The synthesizer, and whatever comes along after the electric guitar are pushing out borders, boundaries, and limits. They will alter our view of audio reproduction. So far, its history as followed a typical western pattern. We began by analysis. We haven't done the fidelity analysis well or thoroughly. Much more is needed in following that old fashioned and necessary track. Fidelity is not yet achieved by any available yardstick.
An early stand-alone Dolby noise reduction unit from Advent Corporation, the company founded in Cambridge, MA, by Henry Kloss in 1967.
We believe the offerings of the Advent Corporation - their home-style Dolby and ten-octave room equalizer are enormously valuable steps in the right direction. We are on the threshold of a new world of pleasure in both control and variety.
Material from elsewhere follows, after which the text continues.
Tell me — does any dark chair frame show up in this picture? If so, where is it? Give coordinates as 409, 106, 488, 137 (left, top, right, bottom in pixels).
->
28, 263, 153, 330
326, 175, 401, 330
In the larger picture, we ought to see something beyond the small conceptual backyard which is high fidelity. We ought to see a new universe of pure sound not limited by musical instruments, not even all the world's marvelously various variety of instruments.
Ivesian "ear stretching" must not become a new doctrine either. This freedom needs no codifying and ought to threaten no endeavor - even the old unfinished quest for fidelity.
Edward Dell (1923-2013), founder and former publisher of Audio Amateur Inc., developed his taste for publishing and audio as a teenager. He became a veteran builder of audio hi-fi speakers and was a longtime full member of the Audio Engineering Society and the Boston chapter of the Acoustical Society of America. He published magazines and books on all areas of audio for more than 35 years.
After launching the company's flagship publication, The Audio Amateur, in 1970, Dell published a number of specialized titles covering a wealth of subjects in audio. Proud to lead a force of some 700 authors worldwide - experts and enthusiasts in audio technology - he started audioXpress 32 years later, in 2001. Dell propelled audioXpress to its position as the audio technology authority and, in 2011, he sold his company's assets - which included audioXpress, Voice Coil, and the annual directories Loudspeaker Industry Sourcebook and World Tube Directory.
Dell corresponded with many longtime readers and authors after his retirement, maintaining a connection to the audio world he loved. His literary legacy continues to inspire a new generation of audio enthusiasts as they design and build their own "dream" systems.